A cura di Laura Artioli e Luciano Casali
Collana: Collana dell’Istituto Alcide Cervi, 2
Pubblicazione: Giugno 2021
 

Il nome e l’attività antifascista di Lucia Sarzi sono ben noti a chi ha letto I miei sette figli di Alcide Cervi o ha visto I sette fratelli Cervi di Gianni Puccini. A lei si deve molto del radicamento della rete clandestina che, tra case di latitanza, antifascisti e partigiani, rese possibile la Resistenza in Emilia.

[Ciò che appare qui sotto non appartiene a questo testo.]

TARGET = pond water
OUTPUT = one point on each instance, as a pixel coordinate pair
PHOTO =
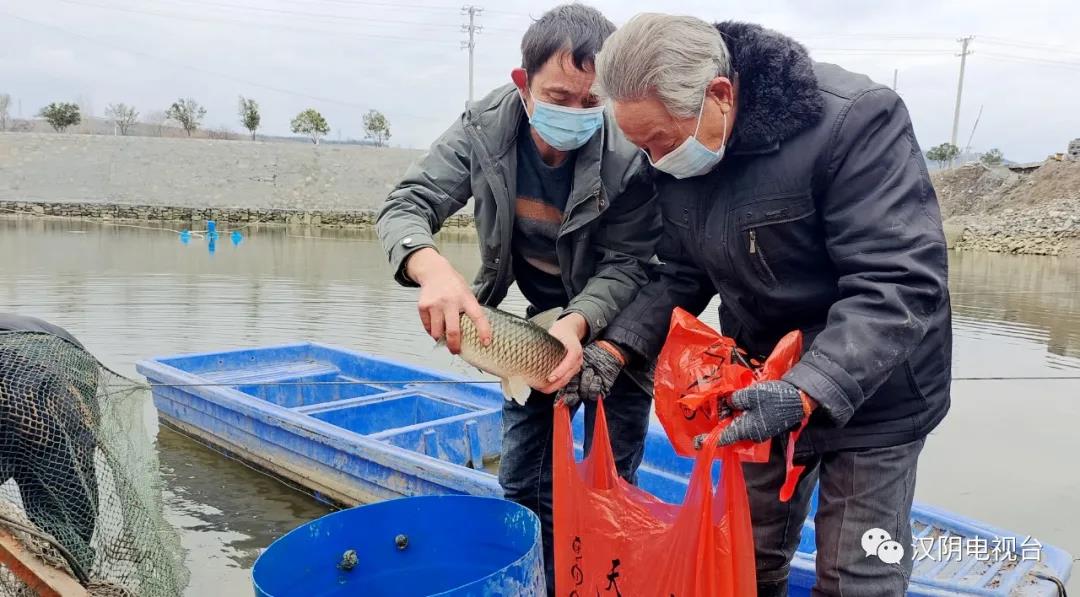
(1006, 455)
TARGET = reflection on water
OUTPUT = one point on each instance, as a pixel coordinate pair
(134, 293)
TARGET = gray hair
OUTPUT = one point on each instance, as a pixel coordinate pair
(665, 56)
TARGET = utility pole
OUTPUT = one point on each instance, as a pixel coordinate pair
(959, 89)
(967, 148)
(473, 29)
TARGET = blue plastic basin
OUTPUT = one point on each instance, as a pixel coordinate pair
(459, 545)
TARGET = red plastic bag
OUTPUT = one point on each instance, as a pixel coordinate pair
(697, 368)
(613, 539)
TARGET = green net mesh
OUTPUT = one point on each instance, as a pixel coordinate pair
(78, 465)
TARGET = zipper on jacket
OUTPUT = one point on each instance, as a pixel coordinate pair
(758, 256)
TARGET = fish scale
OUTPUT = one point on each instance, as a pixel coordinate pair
(520, 349)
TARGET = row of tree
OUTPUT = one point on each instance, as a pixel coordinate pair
(189, 114)
(945, 152)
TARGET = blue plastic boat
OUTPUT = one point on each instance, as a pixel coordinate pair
(356, 429)
(427, 545)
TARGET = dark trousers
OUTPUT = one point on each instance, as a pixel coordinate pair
(525, 469)
(860, 491)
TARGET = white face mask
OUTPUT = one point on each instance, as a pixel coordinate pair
(691, 158)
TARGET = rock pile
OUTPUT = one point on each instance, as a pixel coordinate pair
(1000, 211)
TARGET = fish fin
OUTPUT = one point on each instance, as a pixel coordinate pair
(515, 389)
(547, 319)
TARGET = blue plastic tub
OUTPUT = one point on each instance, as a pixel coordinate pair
(448, 545)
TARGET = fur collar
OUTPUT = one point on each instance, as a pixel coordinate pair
(778, 90)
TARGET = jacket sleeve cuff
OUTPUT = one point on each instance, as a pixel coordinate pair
(827, 384)
(402, 247)
(594, 314)
(626, 339)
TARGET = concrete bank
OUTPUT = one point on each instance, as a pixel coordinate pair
(180, 173)
(197, 216)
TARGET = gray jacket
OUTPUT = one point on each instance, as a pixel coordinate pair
(608, 232)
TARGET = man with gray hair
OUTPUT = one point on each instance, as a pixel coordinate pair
(797, 192)
(564, 207)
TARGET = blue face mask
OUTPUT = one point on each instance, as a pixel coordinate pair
(692, 158)
(562, 127)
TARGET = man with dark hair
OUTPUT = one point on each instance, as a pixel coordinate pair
(563, 206)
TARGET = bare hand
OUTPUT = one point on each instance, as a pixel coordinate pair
(569, 330)
(444, 296)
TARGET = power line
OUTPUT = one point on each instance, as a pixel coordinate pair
(1029, 45)
(207, 71)
(382, 4)
(1033, 59)
(247, 24)
(312, 15)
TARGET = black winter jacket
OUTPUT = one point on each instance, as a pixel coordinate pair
(822, 218)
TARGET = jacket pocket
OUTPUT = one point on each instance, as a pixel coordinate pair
(757, 257)
(775, 233)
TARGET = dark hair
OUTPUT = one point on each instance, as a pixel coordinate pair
(575, 28)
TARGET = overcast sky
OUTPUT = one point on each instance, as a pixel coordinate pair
(345, 56)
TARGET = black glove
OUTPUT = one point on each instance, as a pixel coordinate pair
(768, 408)
(602, 363)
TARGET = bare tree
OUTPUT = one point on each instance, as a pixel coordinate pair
(250, 114)
(188, 112)
(61, 116)
(157, 119)
(311, 123)
(376, 127)
(123, 116)
(4, 105)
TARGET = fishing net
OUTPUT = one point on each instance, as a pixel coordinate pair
(79, 480)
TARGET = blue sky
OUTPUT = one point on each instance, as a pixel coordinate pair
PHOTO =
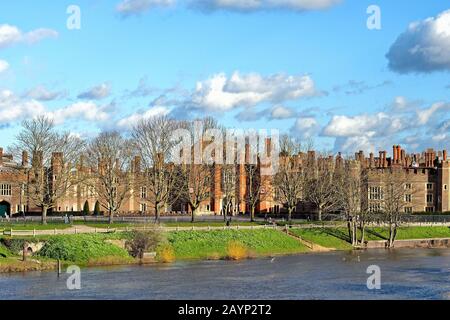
(310, 68)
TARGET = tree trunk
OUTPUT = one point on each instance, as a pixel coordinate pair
(157, 214)
(290, 214)
(44, 215)
(252, 214)
(193, 214)
(363, 231)
(350, 229)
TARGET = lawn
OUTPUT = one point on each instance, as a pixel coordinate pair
(32, 225)
(213, 244)
(405, 233)
(325, 237)
(210, 223)
(81, 248)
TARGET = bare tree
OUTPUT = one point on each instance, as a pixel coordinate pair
(289, 181)
(197, 177)
(54, 164)
(154, 142)
(110, 154)
(229, 188)
(393, 182)
(350, 182)
(320, 185)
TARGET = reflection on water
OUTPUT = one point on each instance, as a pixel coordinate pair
(405, 274)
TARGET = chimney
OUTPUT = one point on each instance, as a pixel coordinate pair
(394, 153)
(37, 159)
(268, 147)
(24, 158)
(137, 164)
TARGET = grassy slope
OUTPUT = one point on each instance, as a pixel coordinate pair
(206, 244)
(325, 237)
(409, 233)
(82, 248)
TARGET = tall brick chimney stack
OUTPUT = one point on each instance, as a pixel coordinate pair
(24, 158)
(37, 160)
(268, 147)
(394, 154)
(137, 164)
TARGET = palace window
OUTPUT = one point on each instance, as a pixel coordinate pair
(374, 207)
(376, 193)
(5, 189)
(143, 192)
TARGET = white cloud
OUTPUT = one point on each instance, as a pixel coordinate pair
(41, 93)
(424, 115)
(258, 5)
(423, 47)
(220, 93)
(97, 92)
(4, 65)
(133, 119)
(305, 127)
(345, 126)
(80, 110)
(132, 7)
(279, 112)
(10, 35)
(14, 108)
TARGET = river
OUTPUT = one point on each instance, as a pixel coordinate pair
(405, 274)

Attrice itinerante, giovanissima (era nata l’8 novembre 1920) entrò in contatto con i comunisti di Parma nell’estate 1940; nel novembre 1941 la famiglia Cervi scoprì lei e il suo pensiero antifascista grazie, appunto, al Teatro in cui recitava; nel 1943 accompagnava Giorgio Amendola nel suo percorso clandestino nel nord Italia e collaborava alla stampa e alla diffusione de «l’Unità».

 

Le lettere che Lucia si scambiò con un gruppo di giovani di Lentate sul Seveso fra la fine del 1938 e l’inizio del 1940, conservate all’Archivio centrale dello Stato perché sequestrate dalla polizia, ci aiutano a comprendere la formazione culturale e politica di una ragazza di 18-19 anni e a collocare in quei mesi le radici del suo antifascismo e della sua attività clandestina.